Ni siquiera sé cómo. Resbalé. Mis pies se fueron hacia adelante y mi cuerpo hacia atrás, y antes de darme cuenta, el agua fría me rodeó por completo.
Era el lado hondo. Y mis pies no tocaban el fondo.
Entré en pánico. El agua entraba por mi nariz y por mi boca. Pataleaba, trataba de salir, pero mis brazos parecían de plomo. Todo era borroso y pesado y sentía que no podía respirar.
Hasta que sentí unas manos fuertes rodeándome y tirando de mí.
Después… todo se volvió negro.
Cuando volví a abrir los ojos, lo primero que sentí fue un ardor en la garganta. Tosí y tosí, y un poco de agua salió de mi boca. Estaba acostada sobre algo duro, con una toalla envolviéndome, y mi cabello empapado pegado a mi cara.
Lo primero que vi fue el rostro de Silvia. Sus ojos estaban llenos de lágrimas y me acariciaba la mejilla con una mano temblorosa. Felipe estaba detrás de ella, con el ceño fruncido y los labios apretados.
Y a su lado, agachado, estaba Alexander. Con el cabello mojado, respirando hondo, con esa expresión molesta y fría que siempre tiene… pero esta vez sus ojos me miraban como si me hubiera metido en su peor pesadilla.
—Emma, ¿estás bien? —la voz de Silvia era suave pero desesperada.
Asentí débilmente, sintiendo las mejillas arderme. Me incorporé un poco, con la toalla apretada contra mí.
Felipe fue el primero en hablar, serio pero con preocupación.
—¿Por qué no dijiste que no sabías nadar?
Y ahí… las lágrimas me llenaron los ojos.
No podía mirarlos a la cara. Bajé la vista, apretando la toalla, sintiéndome más pequeña que nunca.
—Yo… no quería molestarlos —murmuré, la voz temblorosa—. Ustedes hacen tanto por mí, quieren que sea feliz… no quise… disgustarlos…
Mi voz se quebró y las lágrimas empezaron a caer.

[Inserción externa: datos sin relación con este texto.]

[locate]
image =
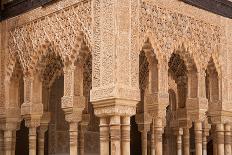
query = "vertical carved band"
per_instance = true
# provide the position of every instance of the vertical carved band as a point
(104, 130)
(220, 133)
(125, 126)
(32, 139)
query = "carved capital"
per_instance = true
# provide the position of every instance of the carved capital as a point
(96, 95)
(113, 107)
(29, 108)
(72, 102)
(32, 121)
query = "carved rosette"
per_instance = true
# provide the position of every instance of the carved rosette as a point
(115, 107)
(156, 104)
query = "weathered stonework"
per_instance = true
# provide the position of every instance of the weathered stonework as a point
(73, 65)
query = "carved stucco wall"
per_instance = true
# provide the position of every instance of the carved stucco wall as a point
(58, 128)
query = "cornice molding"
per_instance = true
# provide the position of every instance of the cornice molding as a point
(220, 7)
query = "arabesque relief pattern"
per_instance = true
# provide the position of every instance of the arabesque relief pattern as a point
(115, 60)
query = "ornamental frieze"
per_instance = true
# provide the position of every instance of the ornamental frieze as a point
(170, 30)
(64, 32)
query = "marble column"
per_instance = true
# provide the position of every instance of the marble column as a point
(198, 137)
(8, 138)
(82, 141)
(214, 141)
(152, 140)
(204, 143)
(179, 141)
(144, 142)
(115, 135)
(1, 142)
(73, 137)
(227, 139)
(220, 139)
(13, 142)
(186, 141)
(41, 139)
(158, 132)
(125, 135)
(104, 136)
(32, 141)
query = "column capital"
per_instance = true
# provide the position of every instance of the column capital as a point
(114, 92)
(112, 107)
(29, 108)
(32, 121)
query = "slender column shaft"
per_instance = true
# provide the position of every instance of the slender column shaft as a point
(104, 136)
(41, 140)
(82, 142)
(1, 142)
(152, 140)
(220, 139)
(73, 133)
(125, 127)
(204, 142)
(158, 130)
(198, 137)
(32, 141)
(144, 142)
(8, 137)
(186, 141)
(13, 142)
(179, 142)
(227, 139)
(214, 142)
(115, 135)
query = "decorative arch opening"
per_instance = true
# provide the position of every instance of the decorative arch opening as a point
(178, 72)
(212, 82)
(172, 100)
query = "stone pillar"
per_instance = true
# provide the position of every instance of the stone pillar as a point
(115, 135)
(186, 141)
(104, 136)
(204, 143)
(125, 134)
(8, 139)
(227, 139)
(144, 142)
(41, 139)
(1, 142)
(73, 137)
(13, 142)
(152, 140)
(198, 137)
(214, 141)
(143, 121)
(81, 141)
(220, 139)
(32, 140)
(179, 141)
(158, 132)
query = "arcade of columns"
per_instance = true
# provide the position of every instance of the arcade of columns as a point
(167, 67)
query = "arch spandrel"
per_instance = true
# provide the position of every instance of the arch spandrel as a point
(64, 31)
(172, 29)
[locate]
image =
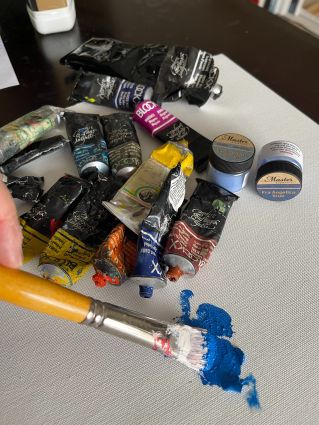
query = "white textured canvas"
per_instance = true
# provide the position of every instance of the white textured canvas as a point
(264, 272)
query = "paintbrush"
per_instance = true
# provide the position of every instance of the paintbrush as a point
(183, 343)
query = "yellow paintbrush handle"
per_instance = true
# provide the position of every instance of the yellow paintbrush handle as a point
(34, 293)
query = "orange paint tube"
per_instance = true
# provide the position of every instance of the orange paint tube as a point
(115, 258)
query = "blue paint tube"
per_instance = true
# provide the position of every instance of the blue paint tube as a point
(149, 273)
(87, 142)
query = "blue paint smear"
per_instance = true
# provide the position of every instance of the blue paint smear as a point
(223, 360)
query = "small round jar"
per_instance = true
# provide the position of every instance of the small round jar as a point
(230, 159)
(279, 175)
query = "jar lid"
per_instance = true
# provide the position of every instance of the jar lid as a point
(232, 153)
(279, 180)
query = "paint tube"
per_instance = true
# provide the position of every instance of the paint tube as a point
(132, 203)
(27, 188)
(48, 214)
(173, 72)
(197, 232)
(115, 259)
(87, 143)
(164, 126)
(187, 72)
(109, 91)
(69, 253)
(139, 64)
(148, 272)
(18, 134)
(122, 143)
(35, 151)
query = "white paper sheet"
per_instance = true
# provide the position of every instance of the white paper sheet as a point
(264, 272)
(8, 77)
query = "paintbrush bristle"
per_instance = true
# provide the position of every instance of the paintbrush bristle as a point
(188, 345)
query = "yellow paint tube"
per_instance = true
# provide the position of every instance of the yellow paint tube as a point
(133, 201)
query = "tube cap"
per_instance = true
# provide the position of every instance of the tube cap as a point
(174, 273)
(146, 291)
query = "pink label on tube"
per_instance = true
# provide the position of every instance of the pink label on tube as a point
(152, 117)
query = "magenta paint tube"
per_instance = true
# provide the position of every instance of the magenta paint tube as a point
(195, 235)
(164, 126)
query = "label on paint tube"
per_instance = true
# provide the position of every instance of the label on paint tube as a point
(197, 232)
(133, 201)
(109, 91)
(163, 125)
(123, 144)
(66, 259)
(22, 132)
(33, 242)
(68, 254)
(188, 72)
(49, 213)
(26, 188)
(113, 57)
(114, 260)
(34, 151)
(173, 71)
(87, 142)
(155, 227)
(148, 270)
(184, 242)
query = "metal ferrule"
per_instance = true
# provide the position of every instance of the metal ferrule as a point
(129, 325)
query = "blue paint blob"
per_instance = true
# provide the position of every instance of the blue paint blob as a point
(223, 360)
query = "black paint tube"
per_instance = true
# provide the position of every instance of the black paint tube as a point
(195, 235)
(69, 253)
(173, 72)
(149, 272)
(32, 152)
(110, 91)
(139, 64)
(187, 72)
(122, 143)
(90, 222)
(27, 188)
(49, 213)
(87, 143)
(165, 127)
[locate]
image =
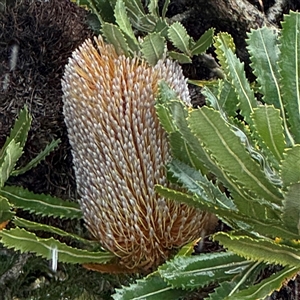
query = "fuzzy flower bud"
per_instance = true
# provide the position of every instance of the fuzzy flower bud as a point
(119, 152)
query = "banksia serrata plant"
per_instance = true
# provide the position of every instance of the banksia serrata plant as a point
(119, 153)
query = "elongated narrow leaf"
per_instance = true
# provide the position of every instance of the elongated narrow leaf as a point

Silvia me abrazó fuerte, apretándome contra su pecho.
—Oh, mi niña… no digas eso… nunca pienses eso…
Felipe se agachó a mi lado y puso una mano sobre mi hombro.
—No tienes que fingir nada para agradarnos, ¿de acuerdo? Nos tienes a nosotros, para todo. Siempre.
Y entonces escuché cómo Alexander bufó detrás de nosotros.
—Qué locura… —murmuró, girando sobre sus talones para marcharse.
No lo miré. No podía.
Me quedé llorando en los brazos de Silvia, sintiendo todavía el sabor amargo del agua en mi boca y un nudo en la garganta.
Felipe me dio unas palmaditas en la espalda y dijo con una sonrisa triste:
—No te preocupes, pequeña. No pasó nada. Estás a salvo ahora.
Y aunque intenté sonreír… no pude dejar de llorar.